If you then go into the file that was just created (located now on your filesystem), you can see the contents. It's messy - ugly - and not very insightlful.

nammer@crunchyQA:~/workspace/SandBox/POSTS/Pickle & cPickle$ cat mySavedDict.txt 
(dp0
S'four'
p1
S'no-more'
p2
sS'three'
p3
S'banana'
p4
sS'two'
p5
g4
sS'one'
p6
g4
s.

So what's next?

To bring that BACK into our program we simply do the following:

import pickle

with open("mySavedDict.txt", "rb") as myFile:
    myNewPulledInDictionary = pickle.load(myFile)

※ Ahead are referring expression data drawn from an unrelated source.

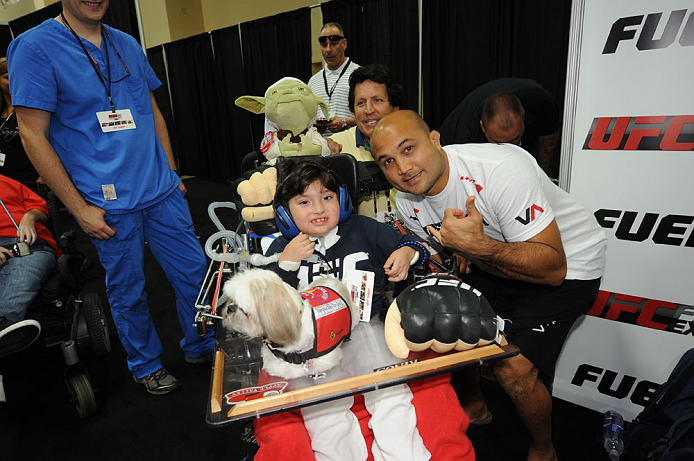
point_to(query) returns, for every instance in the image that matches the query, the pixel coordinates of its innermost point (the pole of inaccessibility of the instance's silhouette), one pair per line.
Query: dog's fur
(261, 304)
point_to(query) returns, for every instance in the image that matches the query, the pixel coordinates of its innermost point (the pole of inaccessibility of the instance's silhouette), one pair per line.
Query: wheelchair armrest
(67, 239)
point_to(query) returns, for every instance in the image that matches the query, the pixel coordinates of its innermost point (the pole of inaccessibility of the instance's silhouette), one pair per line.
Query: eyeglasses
(332, 38)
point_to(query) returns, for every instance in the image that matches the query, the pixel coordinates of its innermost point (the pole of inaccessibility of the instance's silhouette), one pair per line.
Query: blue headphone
(284, 220)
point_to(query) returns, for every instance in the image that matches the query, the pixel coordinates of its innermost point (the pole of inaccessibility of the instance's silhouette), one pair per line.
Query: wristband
(421, 249)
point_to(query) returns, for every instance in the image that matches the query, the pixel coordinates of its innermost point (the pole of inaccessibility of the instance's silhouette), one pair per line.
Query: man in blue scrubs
(91, 127)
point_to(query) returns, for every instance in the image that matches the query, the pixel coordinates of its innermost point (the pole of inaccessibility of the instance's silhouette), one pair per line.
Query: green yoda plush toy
(290, 109)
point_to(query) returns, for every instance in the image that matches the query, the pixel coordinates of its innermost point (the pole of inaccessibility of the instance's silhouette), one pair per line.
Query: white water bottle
(612, 428)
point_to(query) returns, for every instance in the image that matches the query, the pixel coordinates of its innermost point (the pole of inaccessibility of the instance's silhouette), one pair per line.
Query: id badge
(116, 121)
(361, 286)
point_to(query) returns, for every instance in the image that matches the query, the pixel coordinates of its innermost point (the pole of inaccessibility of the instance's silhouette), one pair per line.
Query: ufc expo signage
(630, 123)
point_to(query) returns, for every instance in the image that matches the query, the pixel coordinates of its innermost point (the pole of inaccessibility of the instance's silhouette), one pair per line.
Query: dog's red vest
(332, 318)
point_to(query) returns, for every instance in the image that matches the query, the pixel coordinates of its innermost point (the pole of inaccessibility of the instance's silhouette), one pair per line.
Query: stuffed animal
(442, 313)
(290, 109)
(302, 333)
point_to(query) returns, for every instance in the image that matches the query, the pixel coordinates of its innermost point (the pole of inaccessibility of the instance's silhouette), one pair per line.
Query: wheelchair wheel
(96, 324)
(82, 395)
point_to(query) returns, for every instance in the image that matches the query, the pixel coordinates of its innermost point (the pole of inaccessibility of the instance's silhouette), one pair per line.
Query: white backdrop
(630, 83)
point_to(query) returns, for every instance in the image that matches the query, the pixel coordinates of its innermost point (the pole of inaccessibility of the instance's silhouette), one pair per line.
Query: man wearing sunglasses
(91, 127)
(332, 83)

print myNewPulledInDictionary

Which provides the following return:

{'four': 'no-more', 'one': 'banana', 'three': 'banana', 'two': 'banana'}

cPickle vs Pickle

You won't see many people use pickle these days - I can't think off the top of my head why you would want to use the first implementation of pickle, especially when there is cPickle which does the same thing (more or less) but a lot faster!

So you can be lazy and do:

import cPickle as pickle

Which is great if you have something already built that uses pickle... but I argue that this is a bad recommendation and I fully expect to get scolded for even recommending that! (you should really look at your old implementation that used the original pickle and see if you need to change anything to follow cPickle patterns; if you have legacy code or production code you are working with, this saves you time refactoring (finding/replacing all instances of pickle with cPickle).

Otherwise, just:

import cPickle

and everywhere you see a reference to the pickle library, just replace accordingly. They have the same load() and dump() method.

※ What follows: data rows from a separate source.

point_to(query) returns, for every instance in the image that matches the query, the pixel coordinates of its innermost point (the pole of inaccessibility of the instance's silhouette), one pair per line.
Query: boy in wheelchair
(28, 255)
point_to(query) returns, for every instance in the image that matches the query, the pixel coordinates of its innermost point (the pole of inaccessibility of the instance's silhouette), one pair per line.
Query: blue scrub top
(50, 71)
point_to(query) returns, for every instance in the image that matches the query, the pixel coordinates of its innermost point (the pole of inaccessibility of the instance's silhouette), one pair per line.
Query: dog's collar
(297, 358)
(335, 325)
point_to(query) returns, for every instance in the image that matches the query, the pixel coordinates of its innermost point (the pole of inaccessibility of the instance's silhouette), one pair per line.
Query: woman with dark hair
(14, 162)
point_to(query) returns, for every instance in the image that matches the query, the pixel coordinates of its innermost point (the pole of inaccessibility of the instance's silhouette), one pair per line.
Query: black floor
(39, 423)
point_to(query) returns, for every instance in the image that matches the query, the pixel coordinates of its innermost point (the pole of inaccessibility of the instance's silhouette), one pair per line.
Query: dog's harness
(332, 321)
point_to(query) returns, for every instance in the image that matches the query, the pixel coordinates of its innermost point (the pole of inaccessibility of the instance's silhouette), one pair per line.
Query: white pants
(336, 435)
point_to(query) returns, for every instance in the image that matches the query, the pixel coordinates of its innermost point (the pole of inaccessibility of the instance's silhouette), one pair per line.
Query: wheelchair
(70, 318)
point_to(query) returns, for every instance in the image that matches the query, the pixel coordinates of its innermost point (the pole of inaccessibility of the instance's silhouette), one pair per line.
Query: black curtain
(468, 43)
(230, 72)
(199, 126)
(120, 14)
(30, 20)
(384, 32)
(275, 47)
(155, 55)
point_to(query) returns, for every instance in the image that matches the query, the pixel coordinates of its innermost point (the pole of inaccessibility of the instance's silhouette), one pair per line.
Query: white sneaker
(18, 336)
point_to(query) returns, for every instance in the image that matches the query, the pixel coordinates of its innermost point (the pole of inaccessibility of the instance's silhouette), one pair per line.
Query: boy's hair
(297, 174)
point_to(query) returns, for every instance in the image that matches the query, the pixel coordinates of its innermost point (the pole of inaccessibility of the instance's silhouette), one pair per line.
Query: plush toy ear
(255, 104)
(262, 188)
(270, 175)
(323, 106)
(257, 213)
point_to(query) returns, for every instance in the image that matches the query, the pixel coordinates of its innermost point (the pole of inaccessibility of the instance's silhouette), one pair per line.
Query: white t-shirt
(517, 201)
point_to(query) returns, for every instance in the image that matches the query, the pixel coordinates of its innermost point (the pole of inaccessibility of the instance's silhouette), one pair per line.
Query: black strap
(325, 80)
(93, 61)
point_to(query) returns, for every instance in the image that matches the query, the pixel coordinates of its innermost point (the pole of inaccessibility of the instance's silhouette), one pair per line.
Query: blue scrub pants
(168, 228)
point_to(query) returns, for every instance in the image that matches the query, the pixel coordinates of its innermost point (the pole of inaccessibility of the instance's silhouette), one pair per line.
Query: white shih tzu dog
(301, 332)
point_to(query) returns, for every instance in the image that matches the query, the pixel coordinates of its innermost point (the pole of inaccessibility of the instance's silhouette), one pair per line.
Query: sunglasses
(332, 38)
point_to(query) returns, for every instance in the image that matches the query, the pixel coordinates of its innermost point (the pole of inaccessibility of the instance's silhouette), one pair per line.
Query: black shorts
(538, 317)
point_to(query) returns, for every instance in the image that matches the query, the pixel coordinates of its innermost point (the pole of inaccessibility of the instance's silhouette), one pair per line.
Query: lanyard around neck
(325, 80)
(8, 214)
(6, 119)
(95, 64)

Warning Warning I don't want to write this post any longer than it is, but I seem to have this painful memory of not making a distinction between load() and loads(), and dump() and dumps(). Damn... that was stupid of me! The short answer is that load()/dump() does it to a file-like object, wheres loads()/dumps() will perform similar behavior but to a string-like object (read more about it in the API, here).

Again, I haven't used shelve, but if it works for you (or others) - then yay!

RESPONSE TO YOUR EDIT

You need to remove the dict_items_read = dict_items_open.read() from your context-manager at the end. The file is already open and read in. You don't read it in like you would a text file to pull out strings... it's storing pickled python objects. It's not meant for eyes! It's meant for load().

Your code modified... works just fine for me (copy/paste and run the code below and see if it works). Notice near the bottom I've removed your read() of the file object.

import cPickle as pickle

BDICT = {}

## Automatically generated START
name = "BOB"
name_title = name.title()
count = 5
BDICT[name_title] = count

name = "TOM"
name_title = name.title()
count = 5
BDICT[name_title] = count

name = "TIMMY JOE"
name_title = name.title()
count = 5
BDICT[name_title] = count
## Automatically generated END

if BDICT:
    with open('DICT_ITEMS.txt', 'wb') as dict_items_save:
        pickle.dump(BDICT, dict_items_save)

BDICT = {} ## Wiping the dictionary

## Usually in a loop
firstrunDICT = True

if firstrunDICT:
    with open('DICT_ITEMS.txt', 'rb') as dict_items_open:
        BDICT = pickle.load(dict_items_open)
        firstrunDICT = False
        print BDICT